When they did arrive, the cheers were deafening as the leather jacket wearing Jimmy Barnes lead his cohorts on stage, immediately jumping into a rip-roaring version of Standing On The Outside.
For the next two hours Cold Chisel belted out forty years worth of hits for the massive crowd who were more than happy to lend their voice throughout. With a back catalogue most bands would be jealous of, Chisel ran through the hits (Cheap Wine, Rising Sun, Shipping Steel and My Baby) while also making room for a few rare and lesser-played songs (No Plans, Taipan and Letter To Alan).

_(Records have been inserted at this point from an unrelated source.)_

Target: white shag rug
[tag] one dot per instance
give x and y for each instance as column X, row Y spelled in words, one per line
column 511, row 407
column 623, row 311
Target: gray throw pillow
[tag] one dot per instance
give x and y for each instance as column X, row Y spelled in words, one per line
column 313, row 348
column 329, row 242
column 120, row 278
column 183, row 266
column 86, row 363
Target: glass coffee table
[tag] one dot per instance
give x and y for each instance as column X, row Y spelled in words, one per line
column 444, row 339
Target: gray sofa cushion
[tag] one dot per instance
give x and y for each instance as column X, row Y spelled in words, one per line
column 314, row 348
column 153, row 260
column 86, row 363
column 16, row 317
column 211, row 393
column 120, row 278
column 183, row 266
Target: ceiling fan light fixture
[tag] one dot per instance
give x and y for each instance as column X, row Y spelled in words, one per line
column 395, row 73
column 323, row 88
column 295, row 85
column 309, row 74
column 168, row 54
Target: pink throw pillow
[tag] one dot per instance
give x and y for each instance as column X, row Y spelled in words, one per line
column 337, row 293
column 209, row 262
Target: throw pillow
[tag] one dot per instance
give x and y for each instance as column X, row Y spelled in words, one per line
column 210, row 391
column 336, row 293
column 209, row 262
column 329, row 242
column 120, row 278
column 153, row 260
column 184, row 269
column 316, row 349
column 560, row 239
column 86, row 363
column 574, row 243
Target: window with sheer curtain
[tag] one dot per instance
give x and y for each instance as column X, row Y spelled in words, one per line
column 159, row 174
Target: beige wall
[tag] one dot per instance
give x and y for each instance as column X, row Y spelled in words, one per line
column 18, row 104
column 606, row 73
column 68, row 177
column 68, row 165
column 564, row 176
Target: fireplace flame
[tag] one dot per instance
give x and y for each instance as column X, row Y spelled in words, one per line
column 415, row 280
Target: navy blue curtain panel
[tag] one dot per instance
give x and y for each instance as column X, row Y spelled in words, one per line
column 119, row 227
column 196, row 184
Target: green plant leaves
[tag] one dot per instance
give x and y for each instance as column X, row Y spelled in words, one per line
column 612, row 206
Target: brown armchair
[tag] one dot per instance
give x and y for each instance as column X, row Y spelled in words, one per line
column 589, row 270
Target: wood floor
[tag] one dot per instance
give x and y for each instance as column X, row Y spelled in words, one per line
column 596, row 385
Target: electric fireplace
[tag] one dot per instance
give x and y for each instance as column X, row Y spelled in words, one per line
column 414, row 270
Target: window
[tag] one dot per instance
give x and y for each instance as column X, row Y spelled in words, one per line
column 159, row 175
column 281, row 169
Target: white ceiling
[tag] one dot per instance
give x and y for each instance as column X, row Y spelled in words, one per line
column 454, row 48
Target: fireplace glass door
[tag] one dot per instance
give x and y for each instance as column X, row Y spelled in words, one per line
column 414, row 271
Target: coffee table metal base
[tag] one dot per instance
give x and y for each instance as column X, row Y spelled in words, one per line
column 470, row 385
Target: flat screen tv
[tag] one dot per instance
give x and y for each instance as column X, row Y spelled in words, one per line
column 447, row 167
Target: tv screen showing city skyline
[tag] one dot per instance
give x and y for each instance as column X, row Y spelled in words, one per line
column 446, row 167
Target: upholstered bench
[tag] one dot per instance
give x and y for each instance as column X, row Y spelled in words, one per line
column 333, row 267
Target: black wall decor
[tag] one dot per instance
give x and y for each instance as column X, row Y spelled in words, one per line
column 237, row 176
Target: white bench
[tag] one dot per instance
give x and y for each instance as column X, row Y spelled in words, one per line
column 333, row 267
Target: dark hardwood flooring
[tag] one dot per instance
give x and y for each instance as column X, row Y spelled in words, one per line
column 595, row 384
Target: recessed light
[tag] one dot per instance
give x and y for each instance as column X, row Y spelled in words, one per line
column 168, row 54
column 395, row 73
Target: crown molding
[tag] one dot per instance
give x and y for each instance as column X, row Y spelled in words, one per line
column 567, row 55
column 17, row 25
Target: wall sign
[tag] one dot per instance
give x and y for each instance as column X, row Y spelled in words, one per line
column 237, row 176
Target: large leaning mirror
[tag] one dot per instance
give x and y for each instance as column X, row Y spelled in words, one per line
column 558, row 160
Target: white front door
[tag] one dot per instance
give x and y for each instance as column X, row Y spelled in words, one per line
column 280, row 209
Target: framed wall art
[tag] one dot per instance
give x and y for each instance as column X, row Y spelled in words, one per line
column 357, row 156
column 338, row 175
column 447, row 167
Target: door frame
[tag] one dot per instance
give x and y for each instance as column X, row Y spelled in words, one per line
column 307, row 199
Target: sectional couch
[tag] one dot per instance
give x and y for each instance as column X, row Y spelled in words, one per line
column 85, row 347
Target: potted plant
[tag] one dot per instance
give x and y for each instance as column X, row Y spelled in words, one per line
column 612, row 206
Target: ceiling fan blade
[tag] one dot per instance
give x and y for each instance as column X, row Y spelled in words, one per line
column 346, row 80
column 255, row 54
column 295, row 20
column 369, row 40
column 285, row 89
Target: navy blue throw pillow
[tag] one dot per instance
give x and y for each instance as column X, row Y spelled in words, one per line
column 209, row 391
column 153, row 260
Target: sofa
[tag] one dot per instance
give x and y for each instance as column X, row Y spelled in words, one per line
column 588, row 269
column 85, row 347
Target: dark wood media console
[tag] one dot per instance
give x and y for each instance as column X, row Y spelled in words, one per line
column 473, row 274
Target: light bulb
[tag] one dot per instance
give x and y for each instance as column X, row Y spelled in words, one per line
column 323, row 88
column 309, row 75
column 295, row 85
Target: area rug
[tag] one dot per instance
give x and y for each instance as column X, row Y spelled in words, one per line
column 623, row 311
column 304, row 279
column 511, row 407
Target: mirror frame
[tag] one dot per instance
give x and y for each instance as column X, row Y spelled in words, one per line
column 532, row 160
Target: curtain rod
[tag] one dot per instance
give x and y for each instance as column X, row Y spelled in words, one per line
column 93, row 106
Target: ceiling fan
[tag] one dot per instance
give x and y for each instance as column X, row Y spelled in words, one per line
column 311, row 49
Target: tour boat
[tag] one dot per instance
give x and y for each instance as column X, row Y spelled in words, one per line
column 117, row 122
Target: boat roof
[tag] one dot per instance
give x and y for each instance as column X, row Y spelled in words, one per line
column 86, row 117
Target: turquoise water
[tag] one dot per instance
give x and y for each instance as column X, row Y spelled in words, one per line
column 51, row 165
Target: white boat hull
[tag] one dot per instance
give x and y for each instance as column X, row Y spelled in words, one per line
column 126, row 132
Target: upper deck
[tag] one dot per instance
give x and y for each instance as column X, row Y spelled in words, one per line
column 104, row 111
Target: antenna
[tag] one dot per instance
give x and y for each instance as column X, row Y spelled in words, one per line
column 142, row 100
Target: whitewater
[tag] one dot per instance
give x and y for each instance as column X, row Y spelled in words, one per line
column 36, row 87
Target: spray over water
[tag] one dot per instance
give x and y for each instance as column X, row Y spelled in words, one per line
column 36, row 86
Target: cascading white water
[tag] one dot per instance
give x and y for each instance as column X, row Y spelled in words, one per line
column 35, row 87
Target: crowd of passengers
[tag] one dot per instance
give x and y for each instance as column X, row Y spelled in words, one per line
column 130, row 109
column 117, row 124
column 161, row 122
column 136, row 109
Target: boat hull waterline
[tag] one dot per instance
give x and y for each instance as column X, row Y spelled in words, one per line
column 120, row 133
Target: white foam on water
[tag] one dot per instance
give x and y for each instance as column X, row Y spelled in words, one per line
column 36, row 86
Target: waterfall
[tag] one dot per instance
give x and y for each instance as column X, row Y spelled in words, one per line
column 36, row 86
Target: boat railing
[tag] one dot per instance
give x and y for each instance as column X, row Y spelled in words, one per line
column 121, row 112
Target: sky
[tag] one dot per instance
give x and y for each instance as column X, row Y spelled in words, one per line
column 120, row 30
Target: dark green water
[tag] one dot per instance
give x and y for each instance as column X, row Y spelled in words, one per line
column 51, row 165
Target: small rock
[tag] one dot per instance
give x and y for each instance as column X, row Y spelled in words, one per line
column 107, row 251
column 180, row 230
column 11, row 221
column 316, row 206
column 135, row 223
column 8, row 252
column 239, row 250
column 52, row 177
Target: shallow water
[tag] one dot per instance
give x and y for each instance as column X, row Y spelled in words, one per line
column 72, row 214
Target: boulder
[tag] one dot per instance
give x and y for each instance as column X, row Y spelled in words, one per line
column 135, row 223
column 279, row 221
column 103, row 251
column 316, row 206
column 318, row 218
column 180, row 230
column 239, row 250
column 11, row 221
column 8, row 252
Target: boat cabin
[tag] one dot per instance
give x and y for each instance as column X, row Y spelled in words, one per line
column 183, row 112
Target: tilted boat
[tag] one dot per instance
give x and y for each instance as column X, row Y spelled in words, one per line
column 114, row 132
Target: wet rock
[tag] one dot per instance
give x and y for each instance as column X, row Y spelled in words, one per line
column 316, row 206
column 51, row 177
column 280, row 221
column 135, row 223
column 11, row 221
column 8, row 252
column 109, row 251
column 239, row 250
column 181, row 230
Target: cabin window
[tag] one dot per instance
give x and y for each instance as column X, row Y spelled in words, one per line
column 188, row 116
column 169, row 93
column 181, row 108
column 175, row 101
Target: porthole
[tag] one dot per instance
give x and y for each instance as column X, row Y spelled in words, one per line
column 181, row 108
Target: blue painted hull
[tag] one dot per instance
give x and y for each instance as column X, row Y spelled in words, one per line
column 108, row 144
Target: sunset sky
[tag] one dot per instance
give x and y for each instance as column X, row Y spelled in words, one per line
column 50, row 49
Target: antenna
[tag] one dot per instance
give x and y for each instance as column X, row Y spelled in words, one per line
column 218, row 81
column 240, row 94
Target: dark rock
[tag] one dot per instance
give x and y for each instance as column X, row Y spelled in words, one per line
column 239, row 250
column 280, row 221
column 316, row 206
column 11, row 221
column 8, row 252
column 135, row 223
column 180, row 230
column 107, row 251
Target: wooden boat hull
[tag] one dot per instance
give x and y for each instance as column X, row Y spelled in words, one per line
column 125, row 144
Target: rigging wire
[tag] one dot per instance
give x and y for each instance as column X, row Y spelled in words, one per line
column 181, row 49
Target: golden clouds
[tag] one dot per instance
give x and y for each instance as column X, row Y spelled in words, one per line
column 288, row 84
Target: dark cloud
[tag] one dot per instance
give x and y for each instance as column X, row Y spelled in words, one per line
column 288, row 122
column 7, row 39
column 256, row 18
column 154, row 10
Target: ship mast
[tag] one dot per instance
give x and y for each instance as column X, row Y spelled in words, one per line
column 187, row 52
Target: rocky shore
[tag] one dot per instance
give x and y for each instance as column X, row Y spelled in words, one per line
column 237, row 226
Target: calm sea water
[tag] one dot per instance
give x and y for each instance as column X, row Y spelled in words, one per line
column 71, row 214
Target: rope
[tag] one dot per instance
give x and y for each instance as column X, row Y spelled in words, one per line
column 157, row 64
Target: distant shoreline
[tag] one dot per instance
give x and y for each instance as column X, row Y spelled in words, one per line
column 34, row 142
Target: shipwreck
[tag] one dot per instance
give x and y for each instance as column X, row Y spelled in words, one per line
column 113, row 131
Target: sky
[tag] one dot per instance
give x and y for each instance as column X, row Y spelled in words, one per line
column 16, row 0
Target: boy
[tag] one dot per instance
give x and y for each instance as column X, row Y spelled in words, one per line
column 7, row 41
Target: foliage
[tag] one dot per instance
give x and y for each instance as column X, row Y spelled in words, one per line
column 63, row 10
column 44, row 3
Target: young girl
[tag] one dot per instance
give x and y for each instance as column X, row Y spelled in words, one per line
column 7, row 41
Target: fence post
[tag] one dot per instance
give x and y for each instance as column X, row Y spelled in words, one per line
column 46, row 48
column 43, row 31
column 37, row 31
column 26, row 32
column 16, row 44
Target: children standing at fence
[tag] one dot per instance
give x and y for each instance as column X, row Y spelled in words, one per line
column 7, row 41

Barnes was in fine form, his part-singing part-screaming vocals the perfect foil for Ian Moss’s smooth harmonies and outlandish guitar work. Don Walker’s calm demeanour matched his cool skills on the keyboard as he dazzled on the ivories. Bassist Phil Small doesn’t get the recognition of Barnes or Moss, but his driving riffs set the pace for the evening, while new drummer Charley Drayton was a more than suitable replacement for the recently deceased legend, Steve Prestwich.
Barnes was full of energy as he stalked the stage as the band put on a good old-fashioned rock and roll show. The 1-2-3 knockout punch came early, with Chisel hitting hard with three absolute gems, Flame Trees, Khe Sanh and Bow River right before the encore.
Barnesy paid tribute to Prestwich during an emotional rendition of When The War Is Over before Goodbye (Astrid Goodbye) brought things to a raptures close, with Cold Chisel cementing their status as one of Australia’s greatest live acts.